The final Senate bill, much like the House version of the TCJA, is built around a major tax cut for corporations and a tax reduction for many pass-through businesses such as partnerships.  For individuals, it increases the standard deduction and the child credit, repeals personal exemptions, and modestly adjusts income tax rates. Unlike the House bill, it retains the alternative minimum tax. But the net effect of all those changes is relatively small, especially for low- and middle-income households.   

TPC estimates that in 2019, middle-income households (who will be making between about $50,000 and $87,000) would get an average tax cut of about $840, or about 1.4 percent of their after-tax income. About 90 percent would pay less in taxes and 10 percent would pay more than under current law. The top 1 percent of households—those making about $750,000 or more—would get an average tax cut of about $28,000, or about 1.8 percent of their after-tax income.
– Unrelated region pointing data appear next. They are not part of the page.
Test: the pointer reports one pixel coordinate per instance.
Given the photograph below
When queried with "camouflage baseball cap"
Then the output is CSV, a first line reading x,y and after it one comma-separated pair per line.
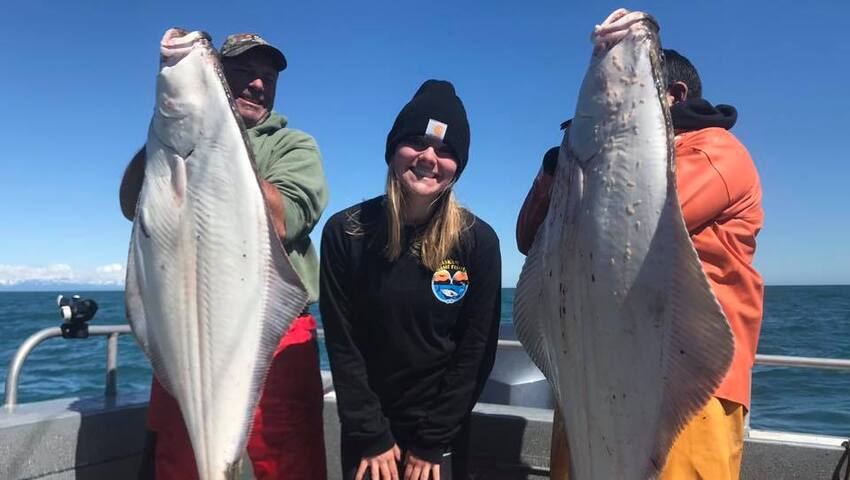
x,y
239,43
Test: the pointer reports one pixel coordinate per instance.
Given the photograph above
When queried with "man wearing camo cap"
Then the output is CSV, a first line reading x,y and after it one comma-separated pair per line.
x,y
287,438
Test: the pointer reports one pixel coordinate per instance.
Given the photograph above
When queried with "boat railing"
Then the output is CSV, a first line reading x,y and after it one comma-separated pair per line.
x,y
110,331
113,331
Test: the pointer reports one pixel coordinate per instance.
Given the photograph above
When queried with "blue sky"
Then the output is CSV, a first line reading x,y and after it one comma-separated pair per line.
x,y
78,84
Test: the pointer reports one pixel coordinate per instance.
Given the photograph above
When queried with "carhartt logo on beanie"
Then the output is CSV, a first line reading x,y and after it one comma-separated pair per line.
x,y
435,110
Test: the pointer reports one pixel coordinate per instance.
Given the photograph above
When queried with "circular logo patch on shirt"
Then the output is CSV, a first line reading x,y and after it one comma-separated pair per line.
x,y
450,282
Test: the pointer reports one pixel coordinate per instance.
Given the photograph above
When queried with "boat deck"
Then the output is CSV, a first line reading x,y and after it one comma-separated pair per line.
x,y
102,438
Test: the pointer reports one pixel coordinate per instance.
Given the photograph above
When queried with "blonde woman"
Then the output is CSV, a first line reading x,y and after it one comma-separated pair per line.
x,y
410,302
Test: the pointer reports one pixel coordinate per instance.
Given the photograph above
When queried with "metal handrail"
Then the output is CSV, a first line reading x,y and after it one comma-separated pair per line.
x,y
17,363
113,331
775,360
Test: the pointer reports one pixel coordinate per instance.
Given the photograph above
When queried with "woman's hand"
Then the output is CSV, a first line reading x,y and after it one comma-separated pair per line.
x,y
381,466
418,469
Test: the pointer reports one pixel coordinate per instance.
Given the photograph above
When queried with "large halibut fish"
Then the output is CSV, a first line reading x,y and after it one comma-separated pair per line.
x,y
612,303
210,290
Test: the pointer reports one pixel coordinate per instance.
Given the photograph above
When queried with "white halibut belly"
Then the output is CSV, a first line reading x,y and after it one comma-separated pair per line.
x,y
210,291
612,303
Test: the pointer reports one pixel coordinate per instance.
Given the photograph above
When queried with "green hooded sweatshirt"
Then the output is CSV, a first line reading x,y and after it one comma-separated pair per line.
x,y
290,160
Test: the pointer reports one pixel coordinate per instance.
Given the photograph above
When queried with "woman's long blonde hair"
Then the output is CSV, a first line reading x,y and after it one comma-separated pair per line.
x,y
440,234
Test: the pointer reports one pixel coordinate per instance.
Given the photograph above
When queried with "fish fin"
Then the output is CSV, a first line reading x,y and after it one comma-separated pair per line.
x,y
699,346
529,301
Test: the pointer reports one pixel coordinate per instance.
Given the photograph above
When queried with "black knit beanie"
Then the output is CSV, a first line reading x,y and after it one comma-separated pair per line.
x,y
437,111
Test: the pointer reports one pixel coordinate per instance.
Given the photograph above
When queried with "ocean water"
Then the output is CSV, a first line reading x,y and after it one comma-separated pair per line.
x,y
812,321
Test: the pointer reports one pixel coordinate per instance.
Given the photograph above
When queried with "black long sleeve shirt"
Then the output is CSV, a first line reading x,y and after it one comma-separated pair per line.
x,y
410,348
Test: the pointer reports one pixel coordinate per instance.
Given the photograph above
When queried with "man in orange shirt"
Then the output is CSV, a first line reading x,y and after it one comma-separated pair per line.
x,y
720,194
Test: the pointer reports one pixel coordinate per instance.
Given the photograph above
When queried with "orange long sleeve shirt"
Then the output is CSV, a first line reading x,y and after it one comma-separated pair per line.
x,y
720,194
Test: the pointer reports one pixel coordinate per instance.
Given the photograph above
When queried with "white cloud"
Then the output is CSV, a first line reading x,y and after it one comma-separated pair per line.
x,y
110,274
14,274
111,268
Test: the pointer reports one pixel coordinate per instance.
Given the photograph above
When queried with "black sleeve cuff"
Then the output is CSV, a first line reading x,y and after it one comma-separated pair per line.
x,y
433,455
550,160
375,445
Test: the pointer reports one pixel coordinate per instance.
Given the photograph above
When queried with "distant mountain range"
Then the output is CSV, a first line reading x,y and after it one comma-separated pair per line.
x,y
68,287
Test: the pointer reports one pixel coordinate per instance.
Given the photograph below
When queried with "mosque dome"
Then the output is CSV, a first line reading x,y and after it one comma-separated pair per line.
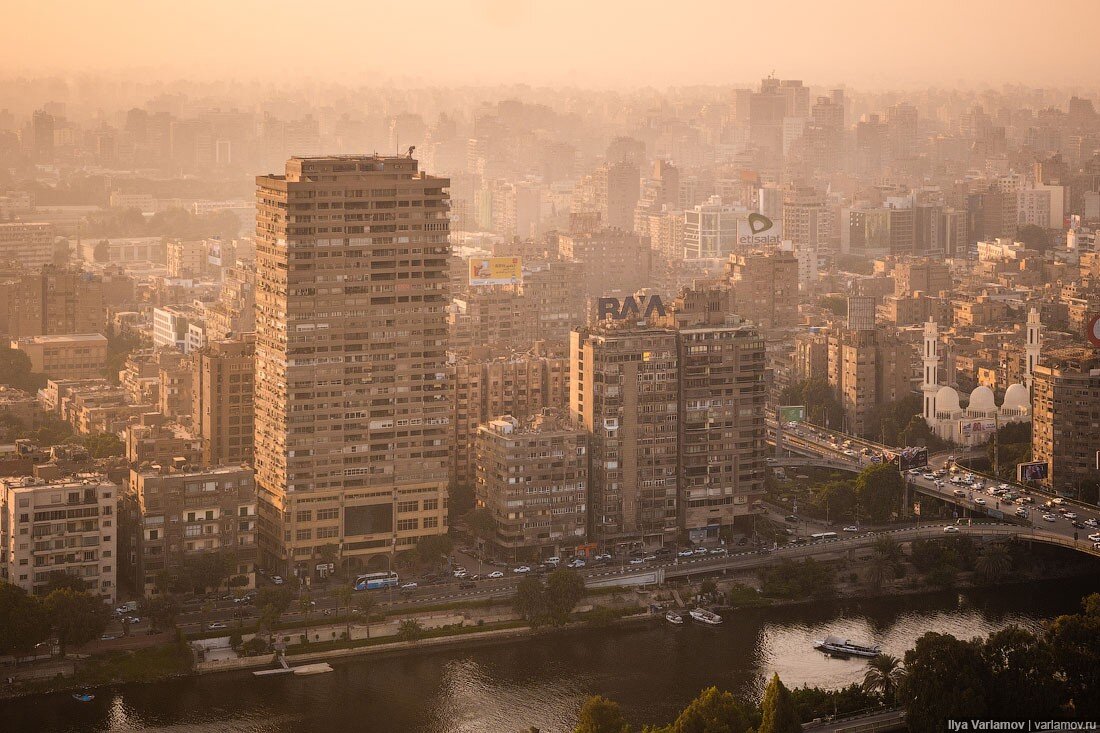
x,y
947,400
981,398
1016,397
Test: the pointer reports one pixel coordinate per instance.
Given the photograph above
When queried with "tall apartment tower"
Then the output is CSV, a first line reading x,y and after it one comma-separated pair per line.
x,y
351,403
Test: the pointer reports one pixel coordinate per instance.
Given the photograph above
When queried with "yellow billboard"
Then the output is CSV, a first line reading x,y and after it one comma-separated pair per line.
x,y
495,271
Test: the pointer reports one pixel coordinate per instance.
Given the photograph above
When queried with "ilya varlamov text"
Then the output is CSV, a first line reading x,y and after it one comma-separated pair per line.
x,y
1020,725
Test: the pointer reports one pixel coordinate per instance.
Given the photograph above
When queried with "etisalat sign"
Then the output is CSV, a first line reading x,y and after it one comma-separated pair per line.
x,y
758,229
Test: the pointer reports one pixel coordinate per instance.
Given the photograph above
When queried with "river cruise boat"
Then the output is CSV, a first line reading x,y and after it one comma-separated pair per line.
x,y
704,616
844,647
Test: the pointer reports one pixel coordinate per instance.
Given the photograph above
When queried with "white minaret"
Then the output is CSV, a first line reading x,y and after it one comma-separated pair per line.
x,y
931,359
1033,347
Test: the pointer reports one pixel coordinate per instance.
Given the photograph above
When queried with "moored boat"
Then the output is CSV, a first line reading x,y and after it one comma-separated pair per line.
x,y
844,647
704,616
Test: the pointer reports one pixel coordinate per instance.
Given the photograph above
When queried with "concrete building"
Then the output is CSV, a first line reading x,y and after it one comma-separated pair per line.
x,y
31,244
59,527
624,391
351,409
532,476
65,357
222,389
185,514
1066,416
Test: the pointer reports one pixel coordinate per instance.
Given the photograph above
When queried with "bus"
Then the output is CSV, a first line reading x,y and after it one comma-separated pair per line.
x,y
376,580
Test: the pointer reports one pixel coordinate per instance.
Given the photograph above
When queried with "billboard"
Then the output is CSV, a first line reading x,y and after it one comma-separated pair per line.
x,y
792,414
758,229
1033,471
495,271
909,458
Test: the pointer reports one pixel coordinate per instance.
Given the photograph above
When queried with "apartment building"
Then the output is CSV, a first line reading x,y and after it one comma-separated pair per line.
x,y
67,527
65,356
351,428
222,408
532,478
185,514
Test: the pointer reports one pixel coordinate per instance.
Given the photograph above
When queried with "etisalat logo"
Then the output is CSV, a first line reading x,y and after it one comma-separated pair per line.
x,y
758,226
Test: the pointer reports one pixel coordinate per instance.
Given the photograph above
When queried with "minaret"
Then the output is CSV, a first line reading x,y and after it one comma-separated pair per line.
x,y
931,359
1033,347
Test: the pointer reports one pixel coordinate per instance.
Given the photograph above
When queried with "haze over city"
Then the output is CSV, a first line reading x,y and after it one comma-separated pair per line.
x,y
519,367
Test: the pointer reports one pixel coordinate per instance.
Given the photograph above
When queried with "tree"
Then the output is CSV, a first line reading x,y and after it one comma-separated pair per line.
x,y
410,630
945,679
712,712
993,562
530,601
1023,680
1075,639
601,715
23,621
883,676
76,617
879,489
564,589
779,713
432,548
161,610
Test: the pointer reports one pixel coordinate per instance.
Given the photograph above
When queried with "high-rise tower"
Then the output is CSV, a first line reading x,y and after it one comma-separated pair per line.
x,y
351,403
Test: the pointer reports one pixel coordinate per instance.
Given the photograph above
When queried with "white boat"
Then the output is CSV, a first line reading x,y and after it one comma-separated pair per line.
x,y
837,646
705,616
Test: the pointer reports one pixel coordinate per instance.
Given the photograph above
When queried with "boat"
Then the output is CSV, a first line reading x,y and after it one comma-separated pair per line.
x,y
704,616
844,647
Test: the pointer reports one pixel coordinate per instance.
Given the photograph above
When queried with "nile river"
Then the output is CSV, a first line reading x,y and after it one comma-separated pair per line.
x,y
651,670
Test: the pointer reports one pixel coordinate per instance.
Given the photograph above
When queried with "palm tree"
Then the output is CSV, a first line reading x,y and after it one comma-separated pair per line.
x,y
343,595
366,605
883,676
993,562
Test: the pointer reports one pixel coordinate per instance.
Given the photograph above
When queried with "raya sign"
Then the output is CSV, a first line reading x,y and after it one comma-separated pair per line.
x,y
495,271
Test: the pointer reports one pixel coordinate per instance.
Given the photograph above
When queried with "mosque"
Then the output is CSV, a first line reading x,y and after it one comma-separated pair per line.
x,y
976,423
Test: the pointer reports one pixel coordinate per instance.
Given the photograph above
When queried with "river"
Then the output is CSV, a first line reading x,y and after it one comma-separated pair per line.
x,y
652,670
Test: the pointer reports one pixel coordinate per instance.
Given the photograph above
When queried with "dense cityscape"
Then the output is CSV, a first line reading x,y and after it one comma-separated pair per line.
x,y
707,406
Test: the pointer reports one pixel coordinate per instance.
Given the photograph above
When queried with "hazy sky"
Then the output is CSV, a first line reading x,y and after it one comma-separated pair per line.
x,y
865,43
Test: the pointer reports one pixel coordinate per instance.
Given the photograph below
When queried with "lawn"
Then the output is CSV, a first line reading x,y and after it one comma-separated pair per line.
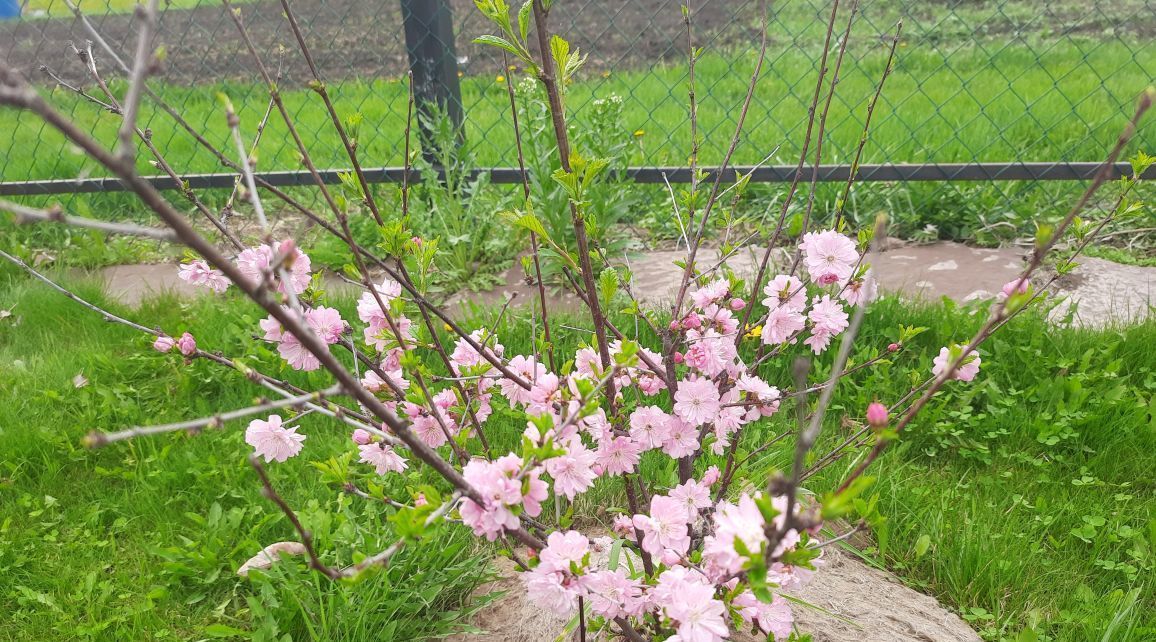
x,y
1023,500
58,8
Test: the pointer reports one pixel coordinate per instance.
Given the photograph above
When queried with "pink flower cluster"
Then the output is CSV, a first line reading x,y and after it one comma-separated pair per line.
x,y
831,260
272,440
691,599
325,322
506,492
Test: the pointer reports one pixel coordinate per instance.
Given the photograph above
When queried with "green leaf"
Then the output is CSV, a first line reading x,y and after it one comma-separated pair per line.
x,y
923,545
608,285
615,551
223,631
524,19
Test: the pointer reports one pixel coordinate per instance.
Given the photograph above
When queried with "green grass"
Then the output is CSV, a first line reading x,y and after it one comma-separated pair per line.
x,y
1022,500
58,8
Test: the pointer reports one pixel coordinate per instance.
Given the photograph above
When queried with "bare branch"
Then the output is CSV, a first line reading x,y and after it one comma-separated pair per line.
x,y
56,215
146,15
97,438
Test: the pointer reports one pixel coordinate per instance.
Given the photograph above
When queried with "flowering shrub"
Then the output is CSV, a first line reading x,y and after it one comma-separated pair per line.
x,y
705,556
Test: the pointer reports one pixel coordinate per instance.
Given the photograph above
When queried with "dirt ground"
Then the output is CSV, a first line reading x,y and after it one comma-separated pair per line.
x,y
853,603
357,38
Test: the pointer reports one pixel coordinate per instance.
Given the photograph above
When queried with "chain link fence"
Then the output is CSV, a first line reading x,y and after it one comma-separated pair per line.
x,y
976,81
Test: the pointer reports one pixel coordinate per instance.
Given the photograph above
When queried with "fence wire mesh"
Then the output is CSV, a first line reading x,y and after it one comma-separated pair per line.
x,y
975,81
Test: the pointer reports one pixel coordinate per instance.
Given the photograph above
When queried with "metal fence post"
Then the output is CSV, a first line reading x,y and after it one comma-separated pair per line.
x,y
434,64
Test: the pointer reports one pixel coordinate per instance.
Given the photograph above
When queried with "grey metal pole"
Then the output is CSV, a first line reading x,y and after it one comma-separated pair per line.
x,y
434,64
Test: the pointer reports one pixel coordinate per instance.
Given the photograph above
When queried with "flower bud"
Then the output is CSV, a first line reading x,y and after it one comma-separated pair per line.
x,y
186,344
711,476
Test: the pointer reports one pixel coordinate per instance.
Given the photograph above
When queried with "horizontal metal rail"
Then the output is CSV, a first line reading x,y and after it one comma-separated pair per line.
x,y
771,174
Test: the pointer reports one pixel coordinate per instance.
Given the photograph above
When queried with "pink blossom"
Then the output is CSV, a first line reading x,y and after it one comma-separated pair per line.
x,y
384,339
253,262
710,293
819,341
613,595
758,390
326,323
649,426
373,382
672,582
965,371
742,521
681,438
296,354
498,491
697,401
829,253
701,617
711,476
563,550
530,370
828,316
369,311
782,324
772,619
273,441
187,345
424,425
543,395
199,273
860,292
272,327
536,491
710,352
573,471
382,457
665,528
555,591
786,292
619,456
623,525
651,384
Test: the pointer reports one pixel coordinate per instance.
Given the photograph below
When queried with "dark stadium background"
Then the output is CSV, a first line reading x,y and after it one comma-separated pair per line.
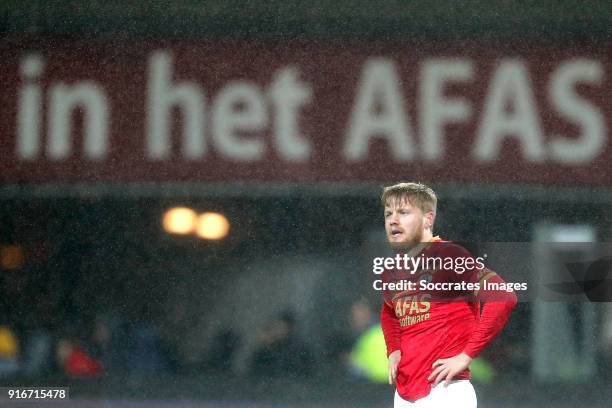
x,y
91,250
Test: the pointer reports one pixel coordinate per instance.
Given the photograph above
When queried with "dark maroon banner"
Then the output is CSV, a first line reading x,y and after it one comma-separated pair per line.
x,y
304,112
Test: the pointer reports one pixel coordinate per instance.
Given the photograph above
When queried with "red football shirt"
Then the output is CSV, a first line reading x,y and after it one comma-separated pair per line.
x,y
427,325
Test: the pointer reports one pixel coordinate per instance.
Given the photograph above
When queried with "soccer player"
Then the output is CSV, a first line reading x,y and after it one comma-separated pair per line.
x,y
432,336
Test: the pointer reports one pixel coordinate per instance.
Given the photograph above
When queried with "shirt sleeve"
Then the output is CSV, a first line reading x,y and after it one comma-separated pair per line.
x,y
390,327
498,304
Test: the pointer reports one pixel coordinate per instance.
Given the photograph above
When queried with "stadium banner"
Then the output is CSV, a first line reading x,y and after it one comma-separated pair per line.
x,y
292,111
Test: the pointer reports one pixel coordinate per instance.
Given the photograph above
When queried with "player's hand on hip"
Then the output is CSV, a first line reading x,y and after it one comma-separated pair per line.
x,y
447,368
394,359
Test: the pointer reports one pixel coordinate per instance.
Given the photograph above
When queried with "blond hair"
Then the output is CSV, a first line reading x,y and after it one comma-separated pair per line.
x,y
417,194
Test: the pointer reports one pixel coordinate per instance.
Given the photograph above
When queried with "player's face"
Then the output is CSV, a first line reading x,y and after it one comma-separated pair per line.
x,y
403,222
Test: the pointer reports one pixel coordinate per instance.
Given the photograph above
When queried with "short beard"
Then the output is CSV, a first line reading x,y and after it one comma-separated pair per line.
x,y
406,246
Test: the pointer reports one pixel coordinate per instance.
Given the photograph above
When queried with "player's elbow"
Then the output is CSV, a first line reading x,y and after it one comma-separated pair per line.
x,y
512,301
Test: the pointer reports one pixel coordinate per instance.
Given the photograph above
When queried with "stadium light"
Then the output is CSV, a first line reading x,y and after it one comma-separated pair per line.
x,y
212,226
179,220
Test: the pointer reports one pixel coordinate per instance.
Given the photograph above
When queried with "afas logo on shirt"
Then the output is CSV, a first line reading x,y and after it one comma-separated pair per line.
x,y
411,305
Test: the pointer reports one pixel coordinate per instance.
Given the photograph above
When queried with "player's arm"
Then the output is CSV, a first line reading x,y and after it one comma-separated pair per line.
x,y
498,305
391,330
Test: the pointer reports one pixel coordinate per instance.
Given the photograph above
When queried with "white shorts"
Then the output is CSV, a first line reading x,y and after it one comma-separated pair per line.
x,y
457,394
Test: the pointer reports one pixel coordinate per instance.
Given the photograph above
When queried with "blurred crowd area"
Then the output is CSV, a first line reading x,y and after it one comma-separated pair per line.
x,y
94,292
94,289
The picture would be very different in 2027. By then, all of the individual income tax changes are scheduled to expire, except for a provision that uses a less generous formula for indexing the individual income tax for inflation. Most corporate tax changes would remain.

As a result, more than 60 percent of the benefits of the Senate’s TCJA would go to the highest-income 1 percent of households  (who be making $900,000+ in 2027) while nearly half of all households would be paying more in taxes than they would under current law. Low- and middle-income households would pay roughly the same amount of tax as under today’s code, while the top 1 percent would pay an average of about $27,000 less, and see their after-tax incomes rise by 1.1 percent. The top 0.1 percent, who will be making about $5 million or more, would pay an average of $182,000 less, or 1.7 percent of after-tax income, under the Senate bill.

While the House and Senate negotiators will have to work out dozens of differences between the two bills, the way they affect the average tax bills of people in different income groups is very similar. The real issue is how they treat different households whose income is the same but whose circumstance may be very different.